Both Turquoise and NYSE Arca Europe announced last week that they were to launch markets in US shares during European hours. Will these ventures work when attempts in the past have been curiously unsuccessful?
In the late 80s the LSE’s SEAQ International market was launched with the prime objective of establishing a liquid US equity market in European time but, whilst it succeeded in creating liquid markets in the blue chips from all other major global markets, US equity trading never lived up to expectations. The overlap of trading hours with London meant that European investors could wail until New York was open, and the enormous liquidity available in the home market meant that most of them preferred to do so.
In the 90’s, at the height of the tech boom, there was a burst of excitement about trading Nasdaq stocks in London for the European market. CREST established a settlement link with DTCC. DTCC set up a European central counterparty. Market-makers, such as Knight Securities, established high-profile London operations. Then the excitement deflated as the air went out of the tech bubble. The market-makers and the DTCC European CCP closed down. The CREST-DTCC link remains in place but now is probably used mainly by brokers providing services for retail clients.
Have things changed enough since these two earlier ventures for Turquoise and NYSE Arca Europe to fare better? Well perhaps. Algo trading, global networks and smart order routing could effectively level the playing field for the European MTFs during US market hours. But inevitably total liquidity in US equities earlier in the European day will be lower and there will be the risk of being caught out by announcements made just before the US opens. Will these factors continue to keep trading on the MTFs thin until New York opens?

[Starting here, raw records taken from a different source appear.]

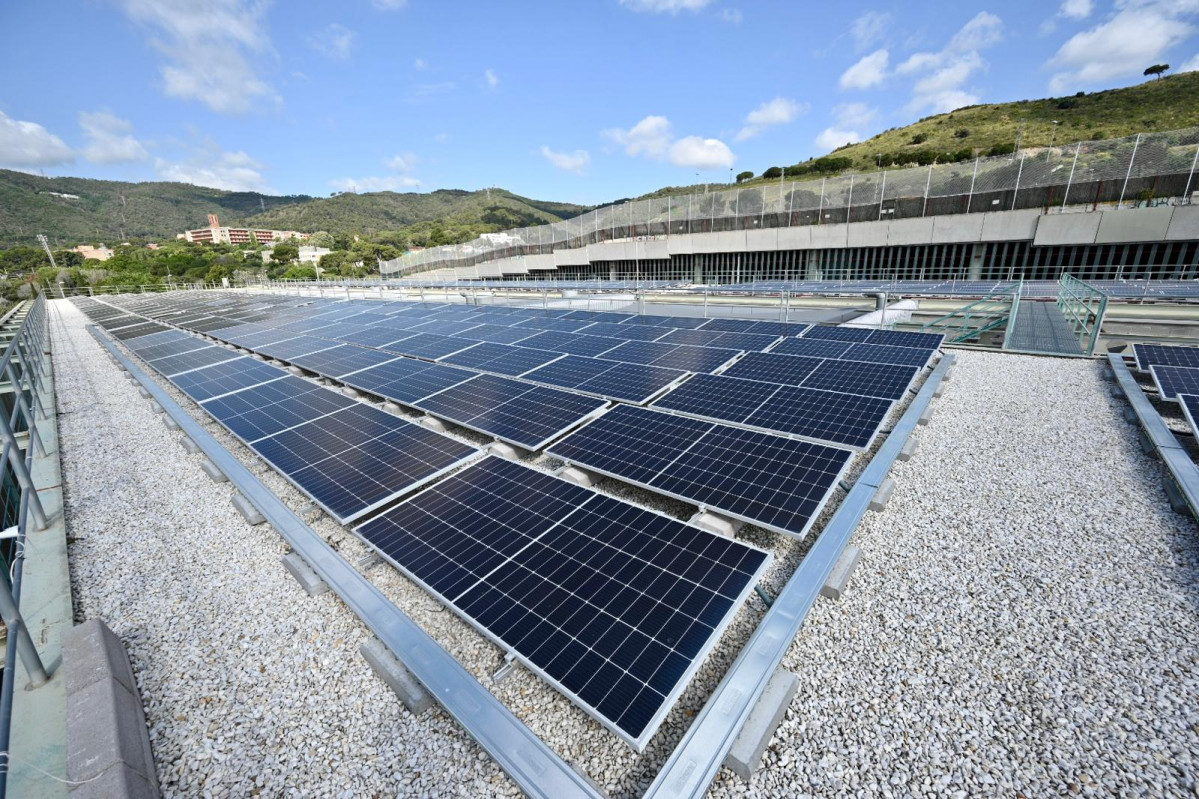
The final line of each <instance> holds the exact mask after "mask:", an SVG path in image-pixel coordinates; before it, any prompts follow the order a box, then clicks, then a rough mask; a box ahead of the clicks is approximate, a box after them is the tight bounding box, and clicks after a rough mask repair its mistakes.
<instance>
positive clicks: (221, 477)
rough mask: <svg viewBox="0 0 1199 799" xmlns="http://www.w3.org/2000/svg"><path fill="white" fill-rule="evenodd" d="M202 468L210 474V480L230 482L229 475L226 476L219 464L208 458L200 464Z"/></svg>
mask: <svg viewBox="0 0 1199 799" xmlns="http://www.w3.org/2000/svg"><path fill="white" fill-rule="evenodd" d="M200 470H201V471H204V474H206V475H209V480H211V481H212V482H228V481H229V477H227V476H225V474H224V471H222V470H221V469H218V468H217V464H216V463H213V462H212V461H209V459H207V458H204V463H201V464H200Z"/></svg>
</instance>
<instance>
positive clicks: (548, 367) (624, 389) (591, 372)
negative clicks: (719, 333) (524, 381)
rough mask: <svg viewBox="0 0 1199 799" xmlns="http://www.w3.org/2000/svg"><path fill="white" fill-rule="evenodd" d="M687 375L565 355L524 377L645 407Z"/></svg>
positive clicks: (639, 364) (634, 365)
mask: <svg viewBox="0 0 1199 799" xmlns="http://www.w3.org/2000/svg"><path fill="white" fill-rule="evenodd" d="M686 374H687V373H686V372H681V371H679V370H668V368H663V367H658V366H643V365H640V364H621V362H617V361H608V360H602V359H597V358H580V356H578V355H565V356H562V358H561V359H559V360H556V361H554V362H553V364H549V365H547V366H543V367H541V368H540V370H535V371H532V372H529V373H526V374H524V376H523V377H524V378H525V379H528V380H536V382H537V383H547V384H549V385H556V386H561V388H564V389H573V390H576V391H584V392H588V394H595V395H598V396H601V397H605V398H608V399H620V401H623V402H633V403H637V404H641V403H643V402H647V401H649V399H650V398H652V397H653V395H656V394H658V392H661V391H662V390H663V389H667V388H668V386H670V385H673V384H674V383H676V382H679V380H681V379H682V378H683V377H685V376H686Z"/></svg>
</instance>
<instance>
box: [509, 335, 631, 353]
mask: <svg viewBox="0 0 1199 799" xmlns="http://www.w3.org/2000/svg"><path fill="white" fill-rule="evenodd" d="M625 341H626V340H623V338H608V337H605V336H588V335H585V334H568V332H558V331H554V330H547V331H544V332H540V334H537V335H535V336H532V337H531V338H525V340H524V341H522V342H520V346H522V347H532V348H535V349H546V350H549V352H553V353H565V354H567V355H588V356H594V355H599V354H602V353H607V352H608V350H609V349H611V348H614V347H620V346H621V344H623V343H625Z"/></svg>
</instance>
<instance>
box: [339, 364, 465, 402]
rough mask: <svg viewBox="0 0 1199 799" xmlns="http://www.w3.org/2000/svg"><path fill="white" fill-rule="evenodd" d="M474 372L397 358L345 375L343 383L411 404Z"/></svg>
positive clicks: (440, 390) (377, 394)
mask: <svg viewBox="0 0 1199 799" xmlns="http://www.w3.org/2000/svg"><path fill="white" fill-rule="evenodd" d="M475 374H476V373H475V372H470V371H468V370H459V368H454V367H452V366H441V365H440V364H429V362H428V361H416V360H412V359H408V358H400V359H397V360H394V361H390V362H387V364H381V365H379V366H373V367H370V368H368V370H362V371H361V372H353V373H350V374H347V376H344V377H343V378H342V383H344V384H345V385H349V386H354V388H355V389H362V390H363V391H369V392H372V394H376V395H379V396H380V397H387V398H388V399H393V401H396V402H399V403H403V404H411V403H412V401H415V399H420V398H421V397H427V396H429V395H430V394H436V392H438V391H441V390H442V389H447V388H450V386H452V385H458V384H459V383H465V382H466V380H469V379H471V378H472V377H475Z"/></svg>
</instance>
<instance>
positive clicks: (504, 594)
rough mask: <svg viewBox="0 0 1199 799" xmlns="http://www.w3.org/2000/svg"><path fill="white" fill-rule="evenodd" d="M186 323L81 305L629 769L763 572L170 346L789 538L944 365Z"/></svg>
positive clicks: (620, 507) (641, 319)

In general, the success of a trading initiative depends on the efficiency of the post-trade arrangements behind it. Again, DTCC has a European clearing house, EuroCCP, which will provide clearing of US securities in Europe with settlement in DTCC in the US. The real question is whether this is enough for traders to regard the European MTFs as part of the same trading space as the US. Or is it necessary to go a step further and make European trading fully fungible with US trading through a single clearing process?